Don't Blame the Messenger
This article is very interesting, but I disagree with several of its premises.
Nokia’s current problems do not “lie in listening to the market too hard”, in fact I would suggest they may lie in not listening hard enough. Because they didn’t listen very well, Nokia misallocated billions of R&D spend over the past few years (spend which by the way dwarfed that of Apple and Google in their mobile divisions) and allowed iPhone, and now Android, operating systems to emerge to capture not only the fancy of technologists, mobile operators, and investors, but of actual consumers of mobile phones.
Moreover, Nokia didn’t “run off to get” a new CEO after being told to do so by the investment community. Nokia in fact has heard suggestions from investors that they should become a little less Finnish for quite some time now. The signal that likely tipped the scales against Mr. Kallasvuo was from former customers. Customers who replaced their Nokia handsets with those of other vendors, particularly at the high end. Consequently, Nokia’s market share, particularly in “smart” devices, plummeted drastically, and in short order.

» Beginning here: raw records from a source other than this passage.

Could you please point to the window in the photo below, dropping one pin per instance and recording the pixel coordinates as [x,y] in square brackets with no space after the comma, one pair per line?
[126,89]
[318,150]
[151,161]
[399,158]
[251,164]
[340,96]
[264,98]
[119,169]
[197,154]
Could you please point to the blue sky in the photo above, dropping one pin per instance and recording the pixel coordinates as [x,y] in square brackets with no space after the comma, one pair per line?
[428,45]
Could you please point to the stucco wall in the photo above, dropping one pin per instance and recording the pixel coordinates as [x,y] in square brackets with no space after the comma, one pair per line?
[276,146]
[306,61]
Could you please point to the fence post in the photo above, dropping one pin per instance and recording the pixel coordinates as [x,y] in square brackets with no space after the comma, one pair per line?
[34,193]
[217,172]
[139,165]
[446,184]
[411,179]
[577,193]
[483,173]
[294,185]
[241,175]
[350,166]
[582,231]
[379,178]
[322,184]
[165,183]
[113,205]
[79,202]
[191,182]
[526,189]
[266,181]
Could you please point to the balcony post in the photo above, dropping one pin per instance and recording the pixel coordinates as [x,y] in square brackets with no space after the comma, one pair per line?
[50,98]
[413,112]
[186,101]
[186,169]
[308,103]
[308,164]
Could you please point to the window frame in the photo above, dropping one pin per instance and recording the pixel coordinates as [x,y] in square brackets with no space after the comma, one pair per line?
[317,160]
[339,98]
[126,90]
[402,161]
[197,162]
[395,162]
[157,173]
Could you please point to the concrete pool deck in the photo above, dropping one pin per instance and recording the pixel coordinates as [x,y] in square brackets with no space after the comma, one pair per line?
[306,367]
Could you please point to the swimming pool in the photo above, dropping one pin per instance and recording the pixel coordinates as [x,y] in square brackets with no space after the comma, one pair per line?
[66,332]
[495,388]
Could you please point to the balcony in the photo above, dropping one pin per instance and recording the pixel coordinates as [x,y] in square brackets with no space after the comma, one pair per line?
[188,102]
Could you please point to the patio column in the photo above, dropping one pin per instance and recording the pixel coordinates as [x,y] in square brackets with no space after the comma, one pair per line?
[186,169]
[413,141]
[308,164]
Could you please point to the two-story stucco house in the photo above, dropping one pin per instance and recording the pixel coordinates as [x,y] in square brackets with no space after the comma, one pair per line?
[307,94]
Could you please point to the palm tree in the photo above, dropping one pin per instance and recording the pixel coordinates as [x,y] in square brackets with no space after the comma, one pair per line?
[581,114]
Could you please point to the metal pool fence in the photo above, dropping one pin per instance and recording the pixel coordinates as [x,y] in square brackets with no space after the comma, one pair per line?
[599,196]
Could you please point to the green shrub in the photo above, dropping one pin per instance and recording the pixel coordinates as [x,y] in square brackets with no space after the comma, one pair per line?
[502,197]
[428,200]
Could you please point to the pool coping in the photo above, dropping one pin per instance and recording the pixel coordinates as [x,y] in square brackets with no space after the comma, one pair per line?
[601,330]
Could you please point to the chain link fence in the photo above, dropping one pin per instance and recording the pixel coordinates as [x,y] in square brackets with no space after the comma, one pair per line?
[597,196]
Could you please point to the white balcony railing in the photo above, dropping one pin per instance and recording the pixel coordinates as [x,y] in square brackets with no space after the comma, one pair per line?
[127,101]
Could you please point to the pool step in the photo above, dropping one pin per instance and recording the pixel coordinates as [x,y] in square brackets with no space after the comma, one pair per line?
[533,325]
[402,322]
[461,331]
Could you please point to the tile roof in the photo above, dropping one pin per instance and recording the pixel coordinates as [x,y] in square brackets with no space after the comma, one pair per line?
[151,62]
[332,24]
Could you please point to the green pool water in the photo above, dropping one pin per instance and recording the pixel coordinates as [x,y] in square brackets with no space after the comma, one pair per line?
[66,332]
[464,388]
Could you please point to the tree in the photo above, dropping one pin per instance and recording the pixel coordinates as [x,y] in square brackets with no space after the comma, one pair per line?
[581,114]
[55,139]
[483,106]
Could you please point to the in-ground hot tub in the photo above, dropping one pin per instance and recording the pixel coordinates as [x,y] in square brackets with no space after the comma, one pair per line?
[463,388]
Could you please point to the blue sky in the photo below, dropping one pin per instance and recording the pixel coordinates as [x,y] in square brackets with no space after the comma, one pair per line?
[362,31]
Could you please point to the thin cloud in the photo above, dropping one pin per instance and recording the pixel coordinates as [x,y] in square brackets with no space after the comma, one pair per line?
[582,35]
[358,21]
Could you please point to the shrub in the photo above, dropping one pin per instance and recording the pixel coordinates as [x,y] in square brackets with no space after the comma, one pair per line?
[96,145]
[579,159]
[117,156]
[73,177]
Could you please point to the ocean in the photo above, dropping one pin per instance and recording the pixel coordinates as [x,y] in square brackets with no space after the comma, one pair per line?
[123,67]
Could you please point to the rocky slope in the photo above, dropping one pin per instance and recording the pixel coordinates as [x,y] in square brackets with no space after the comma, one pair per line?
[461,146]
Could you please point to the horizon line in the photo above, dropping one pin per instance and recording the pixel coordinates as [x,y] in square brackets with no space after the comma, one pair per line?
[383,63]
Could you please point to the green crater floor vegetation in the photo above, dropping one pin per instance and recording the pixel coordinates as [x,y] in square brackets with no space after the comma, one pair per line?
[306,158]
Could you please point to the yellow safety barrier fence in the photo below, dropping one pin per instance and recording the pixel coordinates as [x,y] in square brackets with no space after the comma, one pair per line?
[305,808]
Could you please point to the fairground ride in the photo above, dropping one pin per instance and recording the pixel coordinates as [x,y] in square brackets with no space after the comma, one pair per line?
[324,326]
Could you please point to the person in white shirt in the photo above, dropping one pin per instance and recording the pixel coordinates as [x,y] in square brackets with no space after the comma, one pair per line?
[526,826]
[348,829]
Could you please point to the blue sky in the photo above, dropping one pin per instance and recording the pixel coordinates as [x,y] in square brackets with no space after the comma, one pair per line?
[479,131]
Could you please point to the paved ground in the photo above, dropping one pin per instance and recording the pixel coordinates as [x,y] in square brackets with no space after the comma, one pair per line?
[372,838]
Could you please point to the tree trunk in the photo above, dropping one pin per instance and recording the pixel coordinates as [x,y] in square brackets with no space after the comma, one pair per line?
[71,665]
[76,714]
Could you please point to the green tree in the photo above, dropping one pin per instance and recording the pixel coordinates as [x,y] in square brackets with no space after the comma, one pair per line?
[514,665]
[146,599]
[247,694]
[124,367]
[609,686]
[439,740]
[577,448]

Also, point of fact, the appointment of Elop did not “boost Nokia’s share price”. The stock indeed tried to rally sharply on the announcement, but closed the day up less than a percent; and by the end of last week was down 1.5% since the appointment was made. Mr. Market isn’t interested in superficial pandering, he is interested in results.
I agree that the debate about whether or not Nokia requires a significant US presence is arguable from either side. However, I would suggest that Motorola’s lack of penetration in Europe is not a blueprint for potential long-term global success at Nokia. Believe you me, Nokia doesn’t want to end up like Motorola. In just three years since Motorola stopped selling the original RAZR – when Motorola’s was the number two handset vendor globally – they have practically fallen off the map. Motorola should be no one’s poster child.
Nokia’s head has been in the sand during this period too, and they ceded share in “smartphones” in dramatic fashion. The concern today, of course, as that the “low-end” phones of today (where Nokia still has significant share) will become “smart” devices tomorrow, and thus Nokia will suffer a fate similar to Motorola’s.
Contrary to the title of this article, Elop must listen to the market very carefully, and learn from it. Otherwise the potential consumers of Nokia’s phones or investors in their shares will stay way.
He must swiftly and correctly determine which platforms will attract developers (and thus, the US presence might be a little more important than suggested in this article). Apple and Android are clearly attracting attention from the development community, and thus iPhone and Android apps are better than those on Nokia phones. That’s simple mathematics. Meanwhile, Microsoft isn’t going to sit idly by either, and the early line on Microsoft’s latest offering is that it is even easier to develop for than iPhone (and maybe Android too). So, there is competition for Nokia from Android, iPhone, Windows Phone 7, and don’t forget Blackberry. Does anyone really think that developers will write code for five different mobile operating systems? If not, where will that leave Nokia? Perhaps Nokia’s customers and investors have already figured that one out.